A three-person crew successfully reached the International Space Station on Wednesday aboard a Russian rocket after the fastest ever journey from Earth of just over three hours.
The Soyuz MS-17 spacecraft with Russian cosmonauts Sergei Ryzhikov and Sergei Kud-Sverchkov and US astronaut Kathleen Rubins docked to the Rassvet module of the ISS at 11:48 a.m. Moscow time.
Typically it takes about six hours for a Soyuz spacecraft to chase down the International Space Station, and the Soyuz must complete about four orbits around the Earth.

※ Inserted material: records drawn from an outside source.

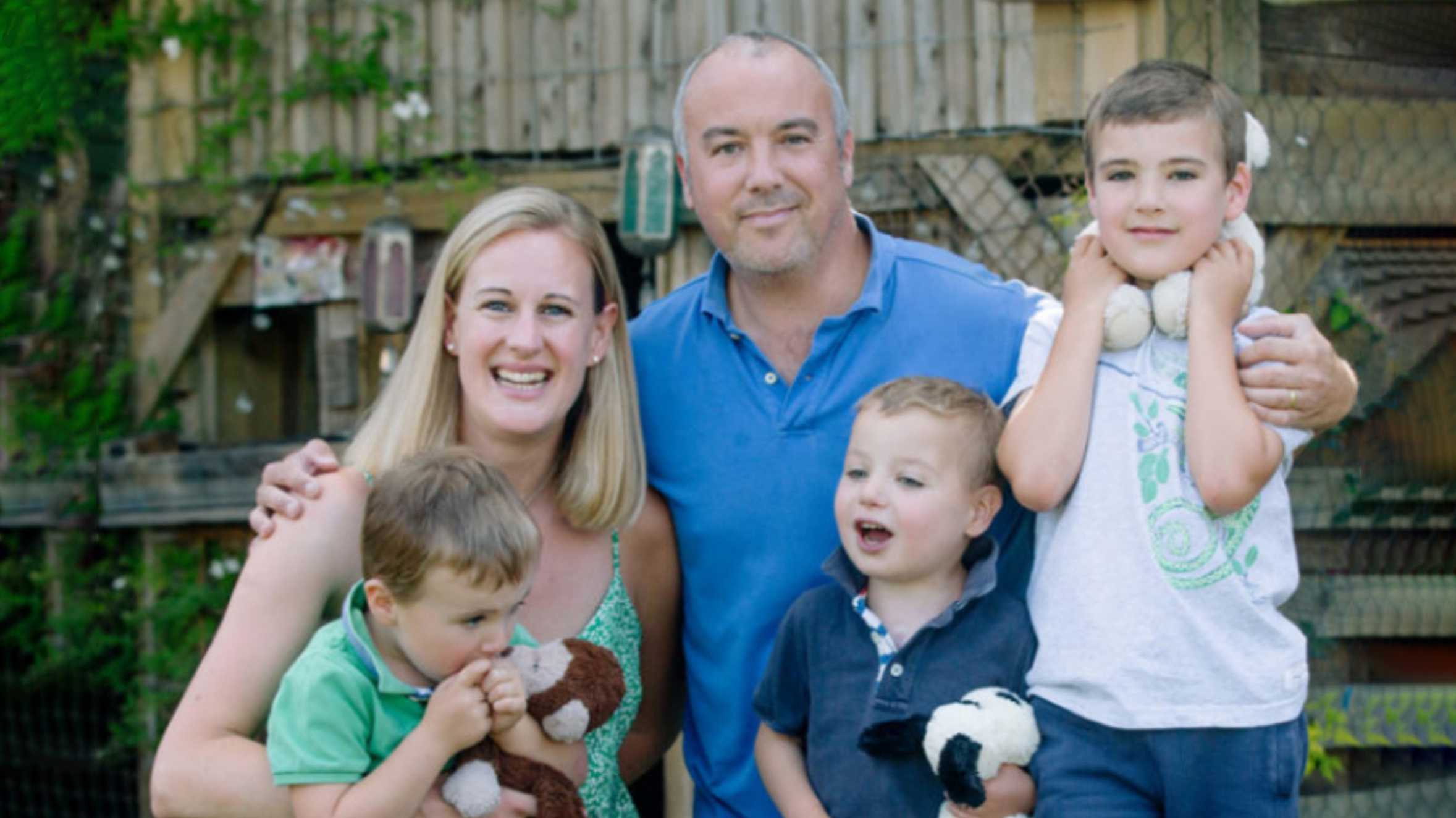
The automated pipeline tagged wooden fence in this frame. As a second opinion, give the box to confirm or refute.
[130,0,1163,183]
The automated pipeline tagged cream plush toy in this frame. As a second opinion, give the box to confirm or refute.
[1077,112,1269,351]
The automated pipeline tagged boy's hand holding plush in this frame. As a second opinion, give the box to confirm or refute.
[419,659,492,754]
[859,687,1041,818]
[1188,238,1253,329]
[483,661,526,744]
[436,639,626,818]
[1061,236,1127,318]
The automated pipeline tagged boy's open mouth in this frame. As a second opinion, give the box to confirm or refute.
[855,520,891,546]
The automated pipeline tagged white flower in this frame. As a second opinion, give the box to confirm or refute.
[287,196,319,216]
[389,90,429,122]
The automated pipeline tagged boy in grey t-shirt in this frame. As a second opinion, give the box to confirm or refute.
[998,61,1308,818]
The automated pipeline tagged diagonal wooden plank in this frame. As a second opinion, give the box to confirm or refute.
[134,191,277,418]
[916,156,1066,290]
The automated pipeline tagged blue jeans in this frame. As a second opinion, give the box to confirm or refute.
[1031,699,1309,818]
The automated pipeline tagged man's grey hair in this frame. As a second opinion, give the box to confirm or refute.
[673,29,849,164]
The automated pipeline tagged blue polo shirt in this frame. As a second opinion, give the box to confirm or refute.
[632,216,1040,818]
[753,539,1035,817]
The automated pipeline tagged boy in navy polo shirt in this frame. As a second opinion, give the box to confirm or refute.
[754,377,1035,817]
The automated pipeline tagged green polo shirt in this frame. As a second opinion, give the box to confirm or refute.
[268,582,530,786]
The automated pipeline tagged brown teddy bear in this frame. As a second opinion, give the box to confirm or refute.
[441,639,626,818]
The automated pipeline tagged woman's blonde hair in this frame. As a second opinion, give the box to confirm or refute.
[345,188,647,530]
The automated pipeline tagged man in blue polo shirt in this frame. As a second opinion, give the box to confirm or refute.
[632,32,1354,818]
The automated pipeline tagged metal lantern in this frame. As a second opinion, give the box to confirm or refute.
[617,128,683,256]
[360,216,415,332]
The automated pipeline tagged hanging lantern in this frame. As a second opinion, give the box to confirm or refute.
[617,128,683,256]
[360,216,415,332]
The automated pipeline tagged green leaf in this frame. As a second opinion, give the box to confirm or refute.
[1137,453,1158,483]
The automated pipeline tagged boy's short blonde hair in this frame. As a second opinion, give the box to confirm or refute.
[855,376,1006,489]
[1082,60,1248,179]
[363,447,540,602]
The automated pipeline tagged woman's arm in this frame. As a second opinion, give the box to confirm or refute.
[753,725,828,818]
[617,489,683,783]
[151,470,368,818]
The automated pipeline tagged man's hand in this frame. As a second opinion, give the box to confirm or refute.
[482,661,526,735]
[1239,308,1358,431]
[419,659,490,754]
[1188,238,1253,329]
[248,438,339,539]
[1061,236,1129,310]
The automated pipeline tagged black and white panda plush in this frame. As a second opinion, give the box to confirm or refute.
[859,687,1041,818]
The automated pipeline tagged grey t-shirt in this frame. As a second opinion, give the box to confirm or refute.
[1006,300,1309,729]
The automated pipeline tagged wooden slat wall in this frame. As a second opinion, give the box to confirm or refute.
[131,0,1162,183]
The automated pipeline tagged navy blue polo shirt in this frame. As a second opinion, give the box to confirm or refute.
[632,216,1041,818]
[753,546,1035,817]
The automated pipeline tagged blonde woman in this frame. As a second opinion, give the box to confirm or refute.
[151,188,678,817]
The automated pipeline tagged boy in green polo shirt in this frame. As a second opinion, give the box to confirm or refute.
[268,449,565,818]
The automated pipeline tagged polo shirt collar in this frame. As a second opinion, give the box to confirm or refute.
[702,213,896,331]
[339,580,434,699]
[823,534,1000,617]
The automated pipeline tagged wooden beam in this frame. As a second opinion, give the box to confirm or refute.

But the Soyuz MS-17 made it in only two orbits, making it the first crewed Soyuz spacecraft to try the “fast-track” rendezvous method.
By coincidence, the rocket launched on Rubins’ birthday (she turned 42), prompting congratulations from Russian flight controllers at the Roscosmos agency’s Mission Control.
The mission of the Soyuz space craft carrying two Russian cosmonauts and one NASA astronaut was of immense importance to Russia’s space agency Roscosmos, coming as the SpaceX programme relaunches crewed spaceflight from the United States and ignites fresh talk of a space race between the two countries.
Now the orbital outpost’s crew will check the air tightness of the docking, following which the air pressure will be leveled off between the manned spacecraft and the ISS.